Specifically, MAGNETIC, DROPMIRE, and OCEAN involve respectively magnetic emanations from computers, similar things from laser printers, and “optical collection from raster-based computer screens”. The first two fall within what is known as TEMPEST, a NATO term for information leaking from computer systems in the radio spectrum and how to prevent it. The US informed its allies about this, up to a point, and NATO created a standard. (They, in their turn, found out from Sir Peter Wright.)

Either the French were in the habit of letting really secret stuff get into non-TEMPEST machines, or the Americans know more about it than they let on and also more than the French suspect. The French are no fools about this stuff; although 70% of the world’s CAPEX on LTE networks in the last two years was in the States, Alcatel snagged most of it. There are, as they say, huge issues about trust.

OCEAN, though, sounds new and interesting. Something similar, VAGRANT, appears to have been used on computer screens at the French embassy in Washington. Overall, the French missions in the US were targeted with malware (HIGHLANDS), with optical observation (VAGRANT or OCEAN), and with an exploit of their PBX (just PBX).
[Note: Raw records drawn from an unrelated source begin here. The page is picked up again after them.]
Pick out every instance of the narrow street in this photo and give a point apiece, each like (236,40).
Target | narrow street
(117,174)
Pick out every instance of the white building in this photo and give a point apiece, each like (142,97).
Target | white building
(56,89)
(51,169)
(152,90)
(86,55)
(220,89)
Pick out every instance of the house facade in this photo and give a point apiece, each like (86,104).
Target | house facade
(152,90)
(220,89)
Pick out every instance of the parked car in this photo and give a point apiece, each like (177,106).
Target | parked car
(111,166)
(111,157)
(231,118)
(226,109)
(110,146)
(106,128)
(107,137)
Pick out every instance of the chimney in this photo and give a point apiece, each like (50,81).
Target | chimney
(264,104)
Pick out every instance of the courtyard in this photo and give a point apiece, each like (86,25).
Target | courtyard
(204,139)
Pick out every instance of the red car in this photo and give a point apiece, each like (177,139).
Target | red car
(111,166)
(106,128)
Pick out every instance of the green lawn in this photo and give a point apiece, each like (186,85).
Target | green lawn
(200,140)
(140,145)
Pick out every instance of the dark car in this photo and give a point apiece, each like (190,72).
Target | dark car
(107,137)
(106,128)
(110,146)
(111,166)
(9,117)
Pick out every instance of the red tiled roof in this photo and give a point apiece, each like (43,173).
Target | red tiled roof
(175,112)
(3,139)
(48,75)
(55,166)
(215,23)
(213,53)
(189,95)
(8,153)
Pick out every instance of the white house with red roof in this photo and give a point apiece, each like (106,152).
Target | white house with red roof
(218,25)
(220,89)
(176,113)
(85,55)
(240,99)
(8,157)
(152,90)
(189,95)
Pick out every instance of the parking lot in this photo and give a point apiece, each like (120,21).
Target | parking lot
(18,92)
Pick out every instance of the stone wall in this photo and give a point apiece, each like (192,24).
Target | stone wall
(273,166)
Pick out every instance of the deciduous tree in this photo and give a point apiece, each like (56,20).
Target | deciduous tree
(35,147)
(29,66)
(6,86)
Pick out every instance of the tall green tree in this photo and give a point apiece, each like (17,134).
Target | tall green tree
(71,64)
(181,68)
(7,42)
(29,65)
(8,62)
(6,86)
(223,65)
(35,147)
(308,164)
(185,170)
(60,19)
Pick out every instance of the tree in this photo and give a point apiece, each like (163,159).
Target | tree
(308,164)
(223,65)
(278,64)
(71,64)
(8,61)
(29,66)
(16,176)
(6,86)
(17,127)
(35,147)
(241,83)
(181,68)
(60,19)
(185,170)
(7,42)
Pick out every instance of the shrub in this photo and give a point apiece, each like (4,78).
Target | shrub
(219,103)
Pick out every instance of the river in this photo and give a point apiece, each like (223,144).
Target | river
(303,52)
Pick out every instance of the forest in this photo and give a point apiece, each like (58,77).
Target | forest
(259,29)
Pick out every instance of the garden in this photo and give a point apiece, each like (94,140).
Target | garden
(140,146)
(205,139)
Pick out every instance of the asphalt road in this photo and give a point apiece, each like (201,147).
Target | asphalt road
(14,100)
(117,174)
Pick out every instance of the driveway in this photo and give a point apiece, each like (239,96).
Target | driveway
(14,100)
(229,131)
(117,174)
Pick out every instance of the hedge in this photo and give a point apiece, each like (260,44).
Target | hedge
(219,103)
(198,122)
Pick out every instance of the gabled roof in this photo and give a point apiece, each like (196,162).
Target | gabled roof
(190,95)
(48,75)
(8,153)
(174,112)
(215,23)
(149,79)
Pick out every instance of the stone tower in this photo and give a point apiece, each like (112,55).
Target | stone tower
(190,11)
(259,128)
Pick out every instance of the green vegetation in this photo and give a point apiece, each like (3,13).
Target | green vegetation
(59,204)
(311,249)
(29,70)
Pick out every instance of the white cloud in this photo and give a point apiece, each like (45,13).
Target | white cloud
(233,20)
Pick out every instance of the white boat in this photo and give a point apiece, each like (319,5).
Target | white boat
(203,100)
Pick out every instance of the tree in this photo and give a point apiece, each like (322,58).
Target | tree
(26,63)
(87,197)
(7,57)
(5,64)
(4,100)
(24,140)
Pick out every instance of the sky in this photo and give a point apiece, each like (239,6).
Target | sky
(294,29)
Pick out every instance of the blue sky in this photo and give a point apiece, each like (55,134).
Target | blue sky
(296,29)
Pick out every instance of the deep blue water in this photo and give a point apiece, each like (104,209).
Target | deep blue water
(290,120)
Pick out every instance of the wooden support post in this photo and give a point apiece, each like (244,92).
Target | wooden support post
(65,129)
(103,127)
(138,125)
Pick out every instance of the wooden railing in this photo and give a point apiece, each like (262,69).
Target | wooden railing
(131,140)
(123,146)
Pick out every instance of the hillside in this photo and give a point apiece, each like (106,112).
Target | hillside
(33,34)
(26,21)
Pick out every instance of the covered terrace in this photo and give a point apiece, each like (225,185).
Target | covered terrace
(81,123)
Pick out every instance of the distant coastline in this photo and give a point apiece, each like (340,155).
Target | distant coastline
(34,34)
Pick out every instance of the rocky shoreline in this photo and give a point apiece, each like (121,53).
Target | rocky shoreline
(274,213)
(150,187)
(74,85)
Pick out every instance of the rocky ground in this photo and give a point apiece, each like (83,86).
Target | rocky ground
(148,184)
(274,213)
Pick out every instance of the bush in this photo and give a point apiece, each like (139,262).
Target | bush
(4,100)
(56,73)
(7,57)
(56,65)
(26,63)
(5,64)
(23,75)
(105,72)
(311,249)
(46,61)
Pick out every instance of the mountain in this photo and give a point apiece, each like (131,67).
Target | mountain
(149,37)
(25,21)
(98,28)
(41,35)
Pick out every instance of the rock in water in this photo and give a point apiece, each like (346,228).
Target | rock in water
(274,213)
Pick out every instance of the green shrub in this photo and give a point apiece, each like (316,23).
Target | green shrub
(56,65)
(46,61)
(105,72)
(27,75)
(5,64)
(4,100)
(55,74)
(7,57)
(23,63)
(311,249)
Which reminds me. Remember these posts? Well, over here, we have a discussion of Pakistani worries about cyberwar/information security. I contend that more guarantees of information security would do the avoidance of nuclear war there nothing but good. It would be great if the US, which is a friend-ish to both sides, could help create confidence.

But of course now they can’t. The SIGINT alliances worked because they were both alliances about intelligence and also about security. That implies limits on what the US (or any party to them) could do. So this turned out being a macro-politics post after all.